During the most frigid, god-forsaken unpopular months of January and February, it seems as if every Pacific Chorus frog migrates from a forty-mile radius to mate in my small three-hundred gallon pond. Every night the males attempt to out-sing each other with such buzzes and chirps that even I’m impressed and tempted to follow their siren song, if only it weren’t so cold out there! (Wimpy San Diegan, I know!) Let their large ladies deal with them, I say. Sometimes their song is so loud that it becomes one giant noise. Often it drowns out whatever movie we might happen to be watching and we have to shine a flashlight out the window to startle them, catching them in flagranti as it were and quieting them for a short reprieve.
However, none of them scream. They sing.
When walking past the pond a few weeks later it happened again. A much louder scream and a splash. At least I knew that whatever it was hadn’t been so frightened by my passage that it committed suicide the first time. Then soon after my son came in from the front yard with a puzzled expression and said, “Something in the pond just screamed at me.”
There is a lot of algae in the pond which blooms about the time the frogs are mating, so I leave the frothy green bunches in place to protect the clear jelly sacks of spawn that cushion the frog eggs. Therefore, not much visibility at any time in my pond. Nope.
Finally I saw the screaming thing as it flung itself from the flagstones into the water. It was a large frog, much larger than the Pacific Chorus Frogs. Uh-oh.
When at breakfast I saw it sitting on the flagstone walkway around the pond through my bay window, my heart sank. It was a bullfrog. The glistening, beautiful green gigantic (for around here) frog sat there for awhile, then leaped into the undergrowth of my columbines.

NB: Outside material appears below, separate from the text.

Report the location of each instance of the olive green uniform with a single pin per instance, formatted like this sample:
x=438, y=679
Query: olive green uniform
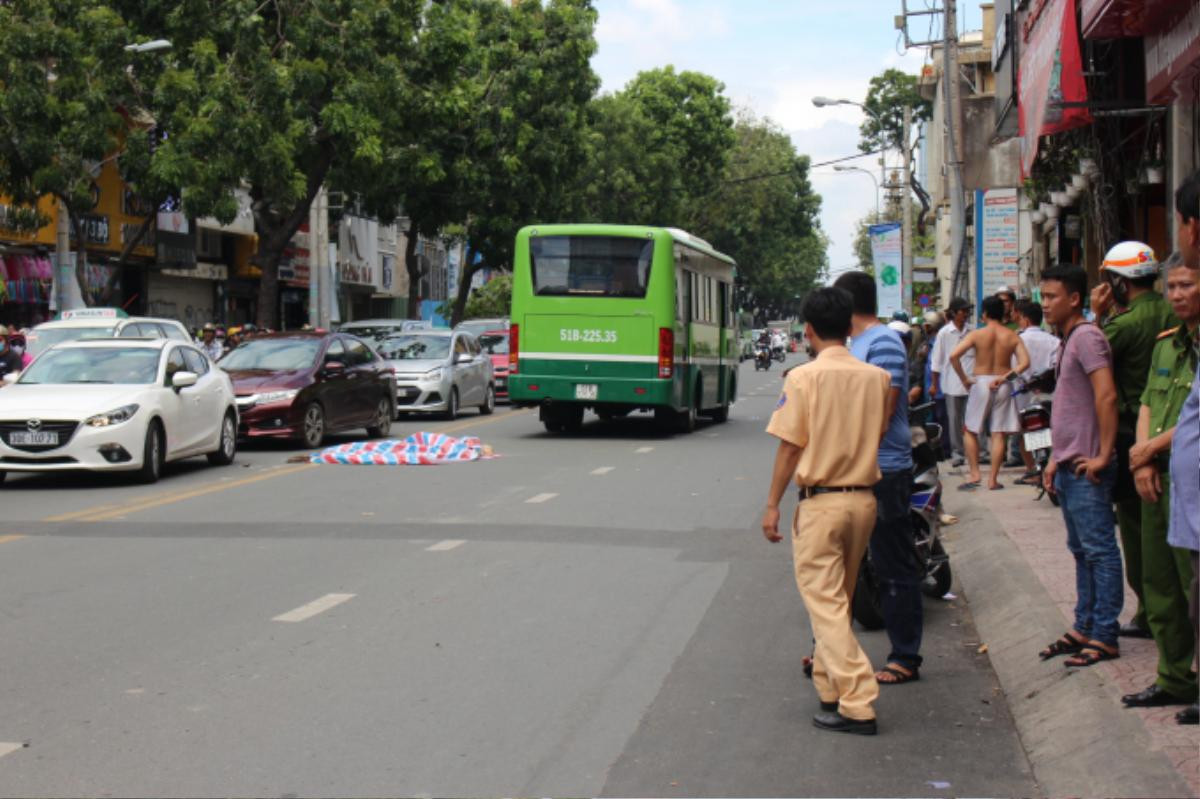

American bullfrogs (Rana catesbeiana) are what you think of when and if you ever think of frogs. They can become huge. People farm them to eat their legs and back meat (oh ick!). Little American boys are supposed to spend their idle childhood summers wading through creeks (pro: criks) catching them and tickling their stomachs. I think they are a gorgeous and wonderful creature.
Except. Except that bullfrogs are not native to the Western states and they eat anything that they can shove into their mouths, including snakes, birds, rodents, other bullfrogs…. They are partially responsible, along with the red-eared slider turtles (America’s favorite pet turtle which was dumped wholesale into lakes and streams after the salmonella scare some twenty-five years ago and took over the waterways) and polluted water for endangering our native cute little Western pond turtles. So having this great screaming mouth eating down my mosquito fish, my Pacific Chorus frogs and their young, and everything else in the yard, is not good news in my book. Then my son noticed a second, smaller one. A male. Oh no!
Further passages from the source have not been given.